On 3/14/2014 11:26 PM, Boris Zbarsky wrote:
For non-core, if you control the Gecko you build against, then the
answer is the same. If you have to work against a random Gecko,
that's a problem we don't have a good solution for yet.
Assuming you really need to expose the object to a web page. On the
other hand, it's not clear to me that you want to be exposing objects
to all web pages like that, in general.
Isn't this something which pagemod addons and greasemonkey already do?

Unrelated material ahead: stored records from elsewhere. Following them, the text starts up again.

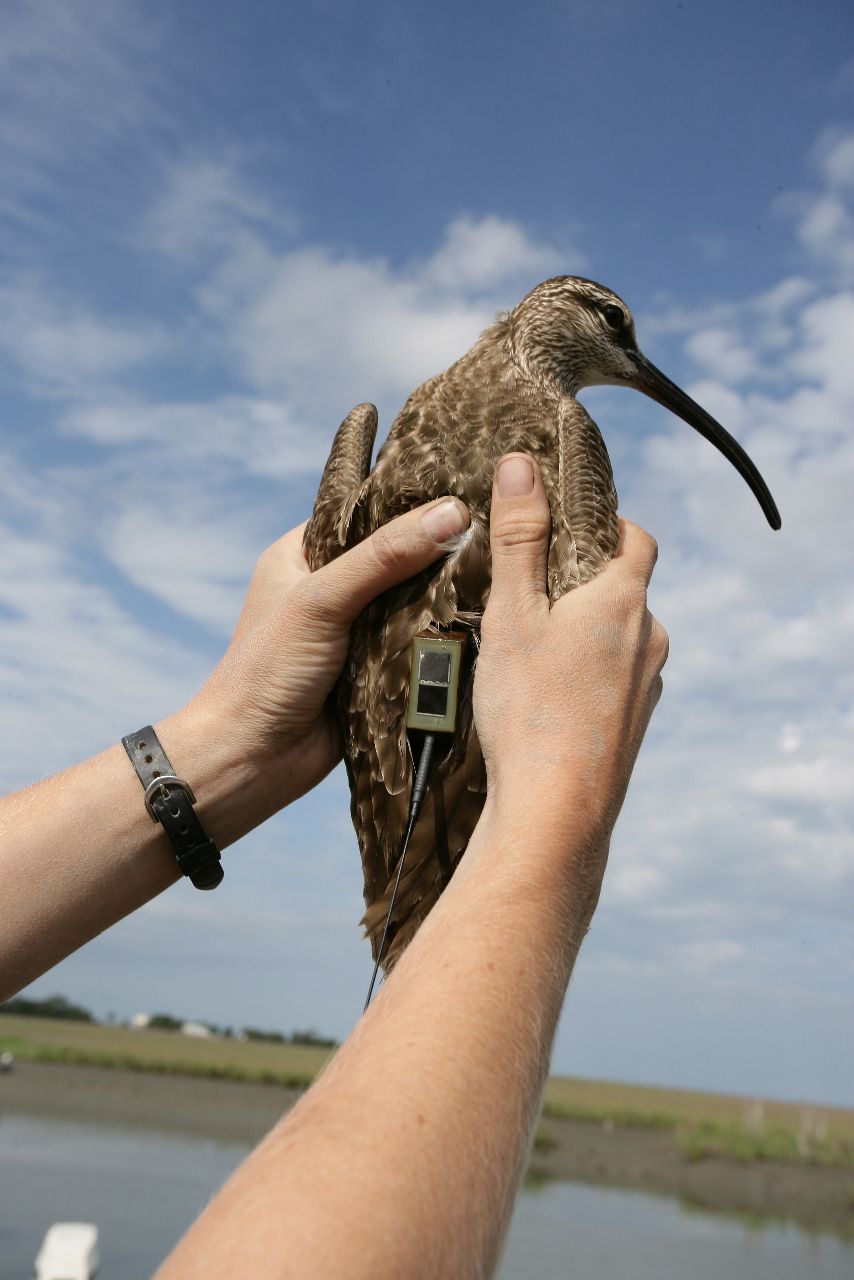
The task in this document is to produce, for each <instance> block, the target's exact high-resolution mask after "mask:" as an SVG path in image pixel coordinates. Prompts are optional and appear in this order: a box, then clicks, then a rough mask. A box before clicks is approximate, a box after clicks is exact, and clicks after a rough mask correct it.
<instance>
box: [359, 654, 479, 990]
mask: <svg viewBox="0 0 854 1280" xmlns="http://www.w3.org/2000/svg"><path fill="white" fill-rule="evenodd" d="M465 639H466V637H465V635H461V634H460V632H458V631H452V632H449V634H447V635H437V634H435V631H433V632H426V634H425V635H420V636H416V637H415V640H414V641H412V668H411V673H410V698H408V710H407V716H406V727H407V730H415V731H416V732H420V733H424V741H423V744H421V755H420V756H419V763H417V768H416V771H415V781H414V783H412V795H411V796H410V813H408V817H407V819H406V833H405V835H403V846H402V849H401V856H399V859H398V863H397V876H396V877H394V888H393V890H392V900H391V902H389V904H388V913H387V915H385V925H384V928H383V937H382V940H380V943H379V951H378V952H376V961H375V964H374V973H373V975H371V980H370V987H369V988H367V998H366V1000H365V1009H367V1006H369V1005H370V1000H371V996H373V993H374V983H375V982H376V974H378V973H379V966H380V964H382V960H383V956H384V955H385V942H387V940H388V931H389V928H391V924H392V913H393V911H394V902H396V900H397V891H398V888H399V884H401V877H402V874H403V863H405V861H406V851H407V849H408V847H410V840H411V838H412V829H414V827H415V823H416V822H417V817H419V813H420V812H421V805H423V803H424V797H425V795H426V790H428V782H429V778H430V765H431V763H433V749H434V746H435V740H437V735H439V733H444V735H448V736H451V735H453V732H455V731H456V727H457V705H458V701H460V675H461V664H462V646H463V643H465ZM364 1011H365V1010H362V1012H364Z"/></svg>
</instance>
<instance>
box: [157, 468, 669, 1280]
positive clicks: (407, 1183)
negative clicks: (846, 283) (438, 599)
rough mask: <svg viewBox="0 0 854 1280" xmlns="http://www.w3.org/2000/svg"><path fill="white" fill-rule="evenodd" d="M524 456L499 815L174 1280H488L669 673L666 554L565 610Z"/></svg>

There's clearly lots of use-cases for polyfills or experiments provided
by addons. Do we not have a safe way now to expose objects and functions
to pages (all pages or some pages)?
I did discover recently that you can expose properties on the global of
a Cu.Sandbox, but only the global, and you can't expose deep object
hierarchies. There are also scary warnings about using return results
from an .evalInSandbox on this doc page, which seem like footguns still:
https://developer.mozilla.org/en-US/docs/Components.utils.evalInSandbox
For my case, I wasn't calling into the DOM, I was calling into a
null-principal sandbox, but the sandbox was basically supposed to define
a function:
// Filter for whether to run a telemetry experiment
function filter(context) {
if ("inspec...@mozilla.org" in
context.healthReportPayload.data.last.org.mozilla.addons.addons) {
return false;
}
return true;
}
And then I would call the Sandbox.filter function with a context object
that has the FHR payload. But since you can't pass complex objects to a
sandbox, I've had to serialize the structure using JSON and deserialize
it in the sandbox. Maybe this means we should consider exposing some
kind of structured-clone system for calling untrusted code, plus a safer
way to call functions which may return arbitrary results?